# help! IE cant resolve DNS [RESOLVED]



## newbee_4 (Mar 23, 2007)

I think I must have done this myself by clicking Yes to something I shouldn't have - I doubt it's malware as Firefox is fine. But - this is a big deal - I can't use Microsoft Updates !!

I'm posting here in Security because I think it's a setting I checked in my security software - please of course move if this is the wrong spot. I get *lots* of popups especially I guess from Kaspersky and Teatimer asking to allow or block this or that. Mostly I don't really understand and I guess the effects are here now. 


I'm running TeaTimer/Spybot, Kaspersky, Webroot Spy Sweeper, always use Firefox except the rare occasions like MS updates that one has to use Internet Explorer. 

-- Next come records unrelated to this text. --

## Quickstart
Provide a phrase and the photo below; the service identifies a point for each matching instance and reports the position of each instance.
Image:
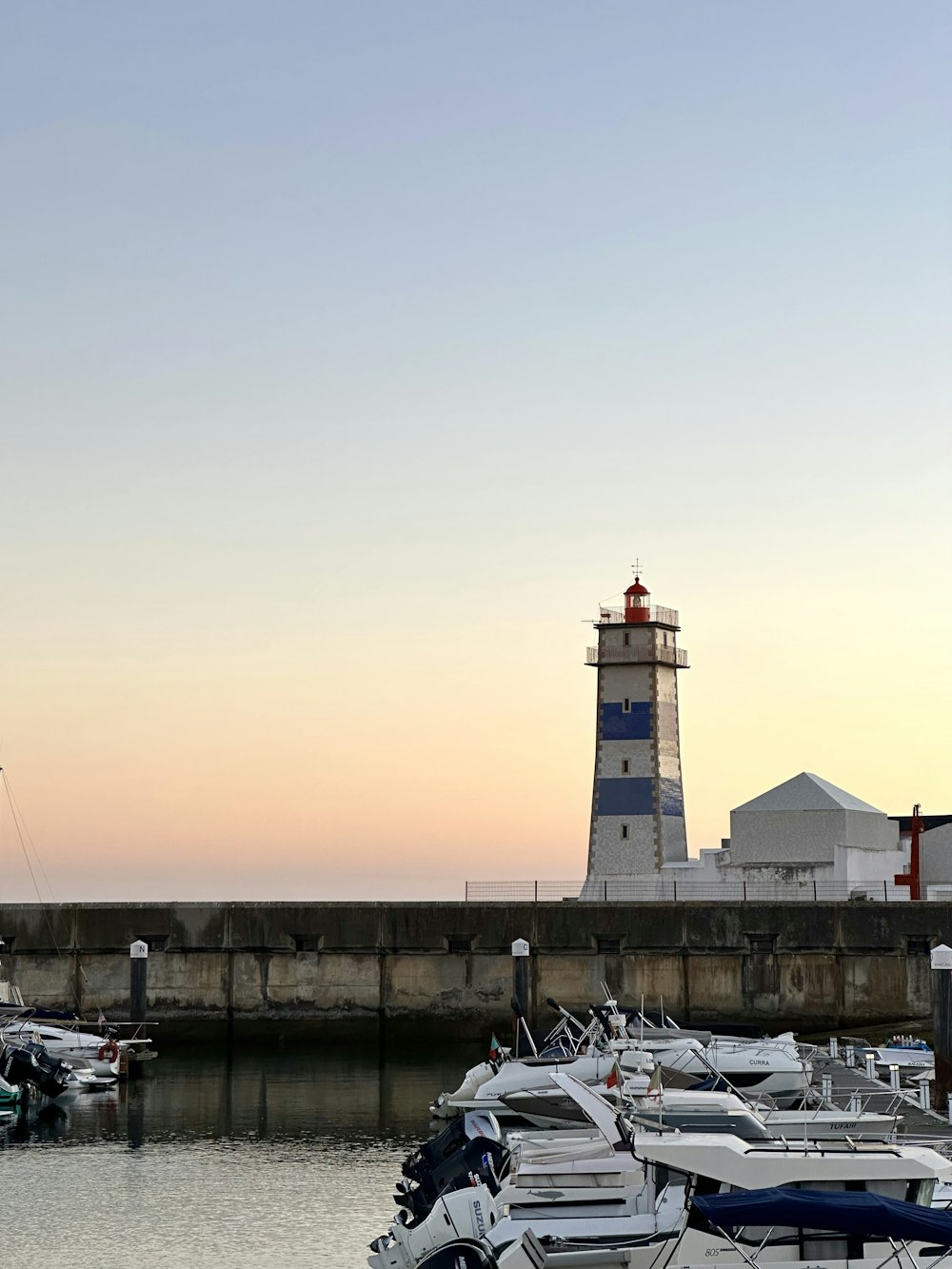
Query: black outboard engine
(463, 1254)
(33, 1065)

This is part of what I'm getting on the MSUpdates page - 
----------------------------
This problem can be caused by a variety of issues, including: 

Internet connectivity has been lost. 
The website is temporarily unavailable. 
The Domain Name Server (DNS) is not reachable. 
The Domain Name Server (DNS) does not have a listing for the website's domain. 
If this is an HTTPS (secure) address, click tools, click Internet Options, click Advanced, and check to be sure the SSL and TLS protocols are enabled under the security section. 
-------------------------------
Firefox simultaneously is fine, so it must be some setting related to Internet Explorer. I tried some other web pages that I could get simultaneously in Firefox, and they are still fine on Firefox and can't be reached on IE. So it's not just MS's site.




Help! Thank you.


----------



## newbee_4 (Mar 23, 2007)

*Re: help! IE cant resolve DNS*

I don't have a way to edit the above any more?? But - I found out how to reset Kaspersky totally - and now I'm fine. So you can close or delete this thread. Thank you!


----------